What’s unknown, Belsky says, is whether current epigenetic tests are sensitive enough to pick up on lifestyle changes that people may make over a relatively short period of time. Even if they are, no one has repeatedly tested enough people to know whether their scores track with changes in their overall health and longevity. “We don't have a great deal of knowledge yet about how well these serve as monitors of an individual’s aging progress,” Belsky says.

In a recent study, Belsky and his Columbia colleagues wanted to see if a reduced-calorie diet had antiaging effects on people. Healthy adults in a two-year clinical trial were separated into two groups—one that ate a normal diet and another that ate a 25 percent-calorie-restricted diet. The researchers analyzed participants’ blood samples taken at the start of the trial, one year in, and at the end of the trial using three measures: PhenoAge, GrimAge, and a clock developed by Belsky and his collaborators called DunedinPACE, which estimates a person’s pace of aging.
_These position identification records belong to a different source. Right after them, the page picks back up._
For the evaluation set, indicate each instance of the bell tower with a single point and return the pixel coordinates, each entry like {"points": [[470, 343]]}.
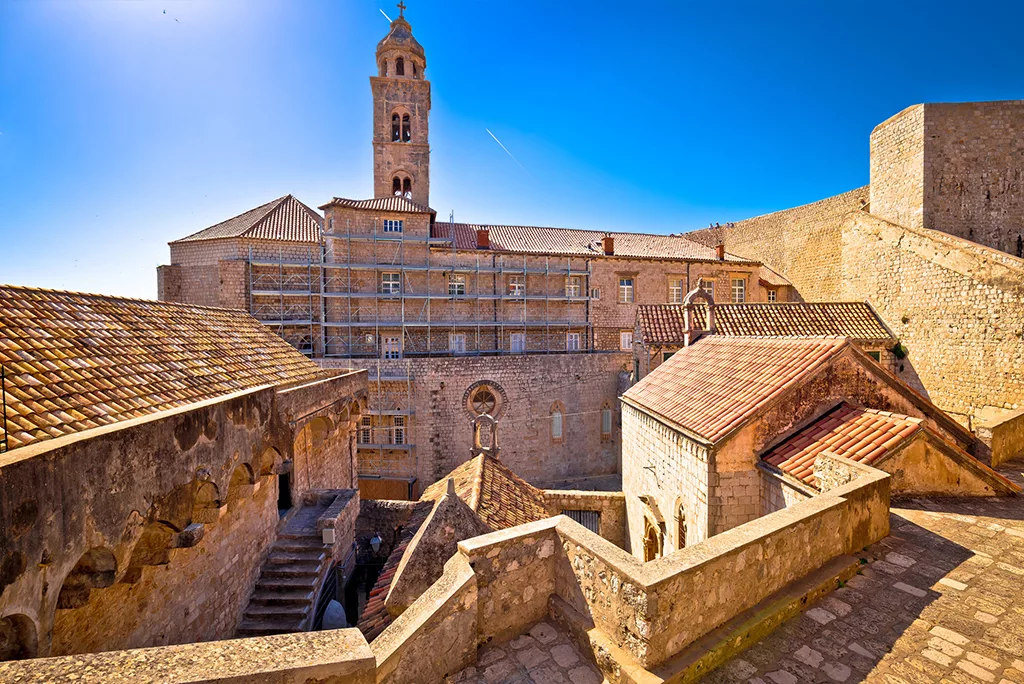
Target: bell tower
{"points": [[401, 109]]}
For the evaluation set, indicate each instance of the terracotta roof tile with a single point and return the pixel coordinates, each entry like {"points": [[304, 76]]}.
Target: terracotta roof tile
{"points": [[500, 497], [76, 361], [393, 203], [375, 616], [285, 219], [572, 242], [716, 384], [664, 324], [859, 434]]}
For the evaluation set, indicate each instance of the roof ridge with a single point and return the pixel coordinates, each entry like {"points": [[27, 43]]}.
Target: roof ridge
{"points": [[136, 300]]}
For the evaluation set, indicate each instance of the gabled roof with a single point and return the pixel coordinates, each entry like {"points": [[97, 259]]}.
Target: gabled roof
{"points": [[571, 242], [285, 219], [375, 616], [394, 203], [76, 361], [665, 324], [713, 386], [500, 497], [864, 435]]}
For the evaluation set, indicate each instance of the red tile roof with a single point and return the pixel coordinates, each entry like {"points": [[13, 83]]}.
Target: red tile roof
{"points": [[664, 324], [76, 361], [713, 386], [393, 203], [572, 242], [375, 616], [501, 498], [864, 435], [286, 219]]}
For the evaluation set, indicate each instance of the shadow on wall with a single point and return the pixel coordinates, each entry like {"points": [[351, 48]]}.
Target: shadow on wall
{"points": [[859, 624]]}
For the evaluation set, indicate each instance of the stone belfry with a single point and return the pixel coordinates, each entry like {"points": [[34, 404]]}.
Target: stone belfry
{"points": [[401, 109]]}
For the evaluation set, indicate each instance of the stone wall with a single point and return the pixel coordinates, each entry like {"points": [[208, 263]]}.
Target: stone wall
{"points": [[609, 505], [527, 387], [671, 470], [957, 307], [804, 243]]}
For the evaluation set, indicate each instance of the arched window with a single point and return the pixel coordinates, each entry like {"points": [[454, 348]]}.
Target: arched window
{"points": [[557, 419]]}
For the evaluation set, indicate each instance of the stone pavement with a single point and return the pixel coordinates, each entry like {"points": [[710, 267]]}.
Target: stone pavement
{"points": [[544, 655], [941, 600]]}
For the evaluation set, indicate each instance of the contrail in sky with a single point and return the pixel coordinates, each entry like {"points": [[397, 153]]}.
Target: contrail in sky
{"points": [[506, 150]]}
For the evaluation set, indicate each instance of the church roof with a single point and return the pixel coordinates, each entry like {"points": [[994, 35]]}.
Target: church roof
{"points": [[665, 324], [76, 361], [285, 219], [715, 385], [395, 203], [864, 435], [573, 242], [501, 498]]}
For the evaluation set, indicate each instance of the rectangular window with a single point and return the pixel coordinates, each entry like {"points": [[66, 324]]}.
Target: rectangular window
{"points": [[366, 430], [626, 290], [457, 285], [390, 284], [738, 290], [399, 429], [391, 347], [675, 291]]}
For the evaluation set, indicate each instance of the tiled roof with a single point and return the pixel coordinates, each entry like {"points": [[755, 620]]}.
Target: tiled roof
{"points": [[394, 203], [664, 324], [76, 361], [864, 435], [713, 386], [771, 279], [285, 219], [571, 242], [500, 497], [375, 616]]}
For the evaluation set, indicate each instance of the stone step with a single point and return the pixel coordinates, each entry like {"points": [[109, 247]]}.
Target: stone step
{"points": [[285, 557], [294, 611], [306, 582], [263, 628], [278, 597], [295, 569]]}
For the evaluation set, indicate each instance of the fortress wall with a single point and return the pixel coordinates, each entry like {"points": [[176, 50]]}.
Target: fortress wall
{"points": [[804, 243], [957, 306]]}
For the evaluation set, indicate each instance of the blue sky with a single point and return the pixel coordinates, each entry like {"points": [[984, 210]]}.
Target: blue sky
{"points": [[126, 124]]}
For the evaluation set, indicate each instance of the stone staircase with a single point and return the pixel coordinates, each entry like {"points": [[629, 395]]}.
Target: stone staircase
{"points": [[284, 599]]}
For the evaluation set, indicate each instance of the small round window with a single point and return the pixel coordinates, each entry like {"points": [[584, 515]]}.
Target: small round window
{"points": [[483, 401]]}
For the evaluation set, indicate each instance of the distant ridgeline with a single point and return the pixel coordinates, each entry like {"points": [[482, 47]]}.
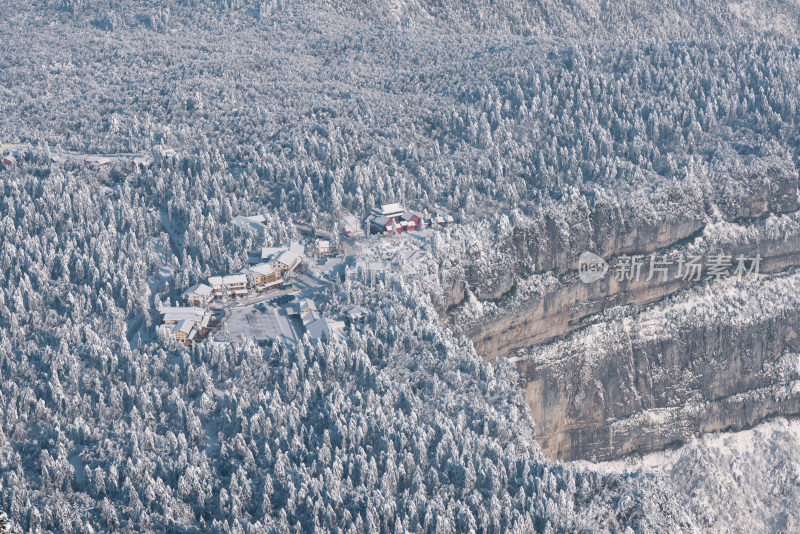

The PhenoAge and GrimAge clocks found that the calorie-restricted diet had no meaningful effect on a person’s biological age. But DunedinPACE showed that it did slow the pace of aging. “In other words, some of these tools may not be optimized for detecting small changes in biological age,” Belsky says. (TruDiagnostic, a company out of Kentucky, sells DunedinPACE as a consumer test.) 

Charles Dupras, a bioethicist at the University of Montreal, who has studied direct-to-consumer epigenetic testing, says people may benefit from such tests because they serve as inspiration for healthier habits. “Just having this tool may serve as a positive source of motivation for people,” he says. But he says companies need to be careful that they’re not making exaggerated claims about the potential benefits of their tests. Plus, these tests just haven’t been around long enough to know whether they actually lead people to make healthier decisions.

Eric Verdin, president and CEO of the Buck Institute for Research on Aging in Novato, California, is excited about the potential for biological aging tests—and his institute is one of several groups developing them. “They are great research tools,” he says. “But this is still early days for these tests. In my opinion, they’re not ready for prime time.” For one thing, he says, it’s not clear if all of the tests on the market have been validated by other scientists. Verdin also cautions that these tests haven’t been evaluated by the US Food and Drug Administration and aren’t regulated. 

Sinclair doesn’t see a downside to knowing your biological age. “By having a number, it’s like having a dashboard on your body,” he says. “We think it gives you the empowerment, the determination to make a change in your life.”